South Dakota voter law www.rawstory.com/…
“The Party seeks power entirely for its own sake. We are not interested in the good of others; we are interested solely in power, pure power” — Orwell ‘1984’
History repeats
The state security forces in Communist countries were charged with uncovering and crushing dissent by any means. In East Germany, from the establishment of the state until the fall of communism in 1990, that agency was the Ministry for State Security (Ministerium für Staatssicherheit), aka, the Stasi.
In 2025, in a book titled, "Die Hauptamtlichen" ("Staffing the Stasi"), German historian Philipp Springer provided details of this dismal agency’s reach. He writes that around 90,000 people worked for the Stasi full-time, while another 100,000-200,000 East Germans were "informal collaborators." Springer explains why so many citizens were willing to rat out their fellow East Germans:
"One reason was the feeling of having power over your fellow citizens. And then there were the promises made by the ministry, which would claim that the job was interesting and might even allow for deployments abroad. At the end of the day, it was a very secure job to have — especially for people struggling with their career prospects."
The reader will be forgiven if this sounds like the rationale for so many to sign up for ICE jobs. Now, an American state has also hopped on the Stasi bandwagon. South Dakota’s Republican Gov. Larry Rhoden signed legislation last week that allows individuals and election officials to challenge their fellow voters' citizenship status.
Solving a non-existent problem
Optimists might assume that states pass laws to address real concerns. In this case, the evidence suggests otherwise. No reputable study has identified systemic election fraud in the US. The 2020 election has been challenged in court repeatedly. The plaintiffs never proved the existence of any outcome-determinative fraud. Which is a fancy way of saying it was a free and fair election.
When it comes to illegal voting by aliens, the facts are stark. There is no evidence of anything more than vanishingly rare instances of non-citizens voting. Even in South Dakota. Here are the facts as reported by the South Dakota Searchlight:
In 2024, South Dakota officials discovered and cancelled the voter registrations of 273 non-U.S. citizens. The registrants had answered “no” on their driver’s license applications when asked if they were citizens, but were registered to vote due to human error, according to the Secretary of State’s Office. Noncitizens can obtain a driver’s license or state ID if they are lawful permanent residents or have temporary legal status, and the driver’s license application form includes a voter registration section.
One of those 273 noncitizens cast a ballot, the Secretary of State’s Office said. That was during the 2016 general election.
One instance of a non-citizen voting 10 years ago, and the state encourages its citizens to turn stoolie on their neighbors? It gets worse. The law imposes no penalty on people who make unfounded accusations about their neighbors. What’s to stop aggrieved citizens from pointing the finger at neighbors for reasons other than potential illegal voting?

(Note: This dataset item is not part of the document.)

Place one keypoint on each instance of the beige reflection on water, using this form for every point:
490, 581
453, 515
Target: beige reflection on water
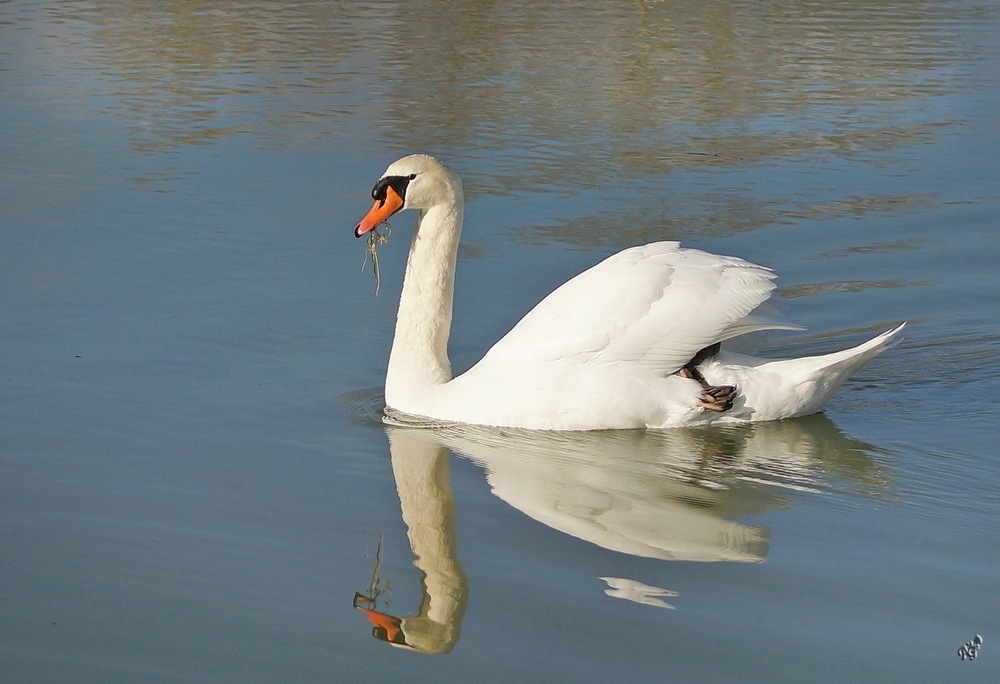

In addition, every accusation, regardless of its motivation, requires the accused to prove they are eligible to vote. At the very least, it will take time and a search for documents. How many people will just not bother?
Either the authorities have no sense of proportion. Or the reason for the law is other than stated.

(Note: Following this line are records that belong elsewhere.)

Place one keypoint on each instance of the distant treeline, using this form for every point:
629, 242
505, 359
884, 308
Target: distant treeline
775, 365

Small Government, Meet Your Stasi
If the latter is correct (and it is), this overreach is just another example of conservative hypocrisy. The American right presents itself as a fierce defender of liberty and beats the drum for small government. But their actions belie their rhetoric. When it comes to a police state, its goals mirror those of 20th-century communist regimes, not those of modern liberal democracies.
Witness the billions of dollars poured into the state security apparatus on the specious grounds of keeping the citizens safe. From what? Marauding gangs of homicidal foreign thugs? Where are they? I haven’t seen any.
The administration tells us we should be afraid, very afraid, of violent, criminal, illegal aliens. Yet every crime statistic shows crime rates, particularly murder, going down. And every analysis of foreigners in our midst shows they commit crimes at a lower rate than citizens.
Trump apologists might say that this is due to Trump’s long-needed immigration crackdown. But crime in America has been declining since Biden’s first year in office. And immigrants have long been more law-abiding than Americans.
“Trust me”
We should not be surprised. Fear-mongering is an autocrat’s tool. Anyone who has the bejesus scared out of them looks for a father figure to assure them everything will be OK. Then, in a bitter irony, it is the reassuring relative who becomes the source of terror.
To capture the cynicism of power through paternalism, Orwell named the governing authority in 1984 ‘Big Brother’. In contemporary America, Big Brother is a Republican.